Researchers: M.E. Pritchard, J.A. Jay, F. Aron, S.T. Henderson, Cornell University and L.E. Lara, Servicio Nacional de Geologia y Mineria, Volcano Hazards Program Santiago Chile
Written by Linda Rowan
16 August 2013
The magnitude 8.8 Maule Chile earthquake that occurred in 2010 caused subsidence of five volcanic regions in the Andes within weeks of the event. The subsidence was observed via satellite imagery and is attributed to the migration of hydrothermal fluids. Similar subsidence was observed at volcanoes in Japan after the magnitude 9 Tohoku earthquake of 2011, indicating a common connection between large earthquakes and nearby volcanic centers.
Satellite images from the Advanced Land Observing Satellite (ALOS) operated by the Japan Aerospace Exploration Agency were acquired for all of the active stratovolcanoes in the Andean Southern Volcanic Zone during and after the Maule earthquake. The interferometric synthetic aperture radar (InSAR) images show changes in the land surface. Between about 5 to 15 centimeters of subsidence was found at five volcanoes along a north-south line that is parallel to the modeled offshore displacement (i.e. coseismic slip) caused by the earthquake. The subsidence is attributed primarily to the release of hydrothermal fluids beneath the surface. Nighttime satellite thermal infrared data from the Advanced Spaceborne Thermal Emission and Reflection Radiometer (ASTER) and Moderate Resolution Imaging Spectrometer (MODIS) operated by NASA of the volcanoes indicated no significant new thermal activity right before or after the earthquake. Therefore the volcanoes were not erupting or releasing any significant gas emissions at the surface that might have caused them to subside.
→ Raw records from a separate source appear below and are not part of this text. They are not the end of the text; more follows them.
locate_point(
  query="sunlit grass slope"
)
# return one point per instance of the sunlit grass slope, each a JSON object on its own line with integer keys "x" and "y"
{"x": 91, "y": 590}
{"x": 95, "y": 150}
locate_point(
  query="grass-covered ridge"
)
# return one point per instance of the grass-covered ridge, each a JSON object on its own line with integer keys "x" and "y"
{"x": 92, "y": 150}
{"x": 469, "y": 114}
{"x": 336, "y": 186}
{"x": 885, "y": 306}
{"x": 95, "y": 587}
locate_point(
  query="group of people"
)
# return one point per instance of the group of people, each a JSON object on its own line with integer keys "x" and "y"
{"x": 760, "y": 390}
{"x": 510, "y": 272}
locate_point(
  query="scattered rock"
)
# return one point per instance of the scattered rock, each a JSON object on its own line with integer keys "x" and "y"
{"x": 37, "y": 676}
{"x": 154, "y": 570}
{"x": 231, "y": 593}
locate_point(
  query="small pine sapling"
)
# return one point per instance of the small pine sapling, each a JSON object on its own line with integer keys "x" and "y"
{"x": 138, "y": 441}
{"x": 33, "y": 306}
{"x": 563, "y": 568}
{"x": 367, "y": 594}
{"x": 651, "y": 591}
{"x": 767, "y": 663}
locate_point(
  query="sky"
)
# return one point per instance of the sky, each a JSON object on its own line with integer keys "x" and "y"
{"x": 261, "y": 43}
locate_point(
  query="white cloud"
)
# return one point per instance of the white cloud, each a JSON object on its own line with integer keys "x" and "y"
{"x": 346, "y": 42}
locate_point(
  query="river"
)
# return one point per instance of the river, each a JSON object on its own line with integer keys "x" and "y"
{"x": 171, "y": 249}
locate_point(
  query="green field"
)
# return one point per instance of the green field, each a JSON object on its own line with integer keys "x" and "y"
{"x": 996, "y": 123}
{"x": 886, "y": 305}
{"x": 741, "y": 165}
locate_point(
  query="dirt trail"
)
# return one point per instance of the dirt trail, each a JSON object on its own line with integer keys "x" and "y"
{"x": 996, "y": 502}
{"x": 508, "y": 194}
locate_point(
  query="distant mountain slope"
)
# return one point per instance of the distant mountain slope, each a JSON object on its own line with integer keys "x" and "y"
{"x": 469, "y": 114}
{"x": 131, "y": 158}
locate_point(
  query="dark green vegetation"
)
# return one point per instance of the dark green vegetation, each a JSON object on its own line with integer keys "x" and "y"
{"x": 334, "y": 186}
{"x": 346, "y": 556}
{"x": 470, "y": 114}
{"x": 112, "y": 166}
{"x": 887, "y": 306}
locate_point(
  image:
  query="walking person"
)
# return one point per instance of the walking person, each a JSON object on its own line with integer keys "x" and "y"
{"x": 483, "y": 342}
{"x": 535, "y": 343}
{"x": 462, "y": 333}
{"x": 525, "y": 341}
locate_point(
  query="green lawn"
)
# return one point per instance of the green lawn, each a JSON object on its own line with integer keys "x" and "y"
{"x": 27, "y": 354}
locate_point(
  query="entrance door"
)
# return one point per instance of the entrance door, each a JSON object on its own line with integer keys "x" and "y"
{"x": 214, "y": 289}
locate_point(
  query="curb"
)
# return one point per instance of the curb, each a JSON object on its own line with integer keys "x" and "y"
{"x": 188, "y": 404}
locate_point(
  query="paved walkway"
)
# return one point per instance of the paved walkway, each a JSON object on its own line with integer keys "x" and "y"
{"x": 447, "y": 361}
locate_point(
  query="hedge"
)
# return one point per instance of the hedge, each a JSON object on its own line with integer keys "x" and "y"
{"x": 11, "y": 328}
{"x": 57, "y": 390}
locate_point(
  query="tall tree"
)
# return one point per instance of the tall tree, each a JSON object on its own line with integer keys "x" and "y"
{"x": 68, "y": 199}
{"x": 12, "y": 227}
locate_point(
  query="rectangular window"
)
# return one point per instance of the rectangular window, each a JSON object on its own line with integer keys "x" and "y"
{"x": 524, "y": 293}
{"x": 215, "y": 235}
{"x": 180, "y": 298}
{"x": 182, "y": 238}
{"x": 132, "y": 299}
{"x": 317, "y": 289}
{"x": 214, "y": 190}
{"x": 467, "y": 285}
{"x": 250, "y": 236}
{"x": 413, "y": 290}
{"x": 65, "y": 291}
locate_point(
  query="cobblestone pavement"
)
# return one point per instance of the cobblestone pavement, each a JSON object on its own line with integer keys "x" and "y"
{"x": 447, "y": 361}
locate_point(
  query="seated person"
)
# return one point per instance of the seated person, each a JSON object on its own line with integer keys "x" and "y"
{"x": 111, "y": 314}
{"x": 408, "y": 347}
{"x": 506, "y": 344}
Satellite imagery shows subsidence at five volcanoes in the Southern Andean Volcanic Zone associated with the migration of fluids because of deformation caused by coseismic displacement from the 8.8 Maule earthquake. A model of the fluid migration calls for a magmatic and hydrothermal system with a north-south orientation parallel to the plate boundary and associated faults. Similar observations at volcanic regions in Japan after the 9.0 Tohoku earthquake suggest that magmatic systems parallel to major subduction zones will typically get squeezed by large earthquakes causing fluid migration. The fluid migration causes the active volcanoes to subside. Triggered eruption of nearby volcanoes after large earthquakes is relatively rare and this study supports these historical observations.
Publications: Subsidence at southern Andes volcanoes induced by the 2010 Maule, Chile earthquake, M.E. Pritchard, J.A. Jay, F. Aron, S.T. Henderson and L.E. Lara, Nature Geoscience, 30 June 2013, DOI: 10.10.1038/NGEO1855.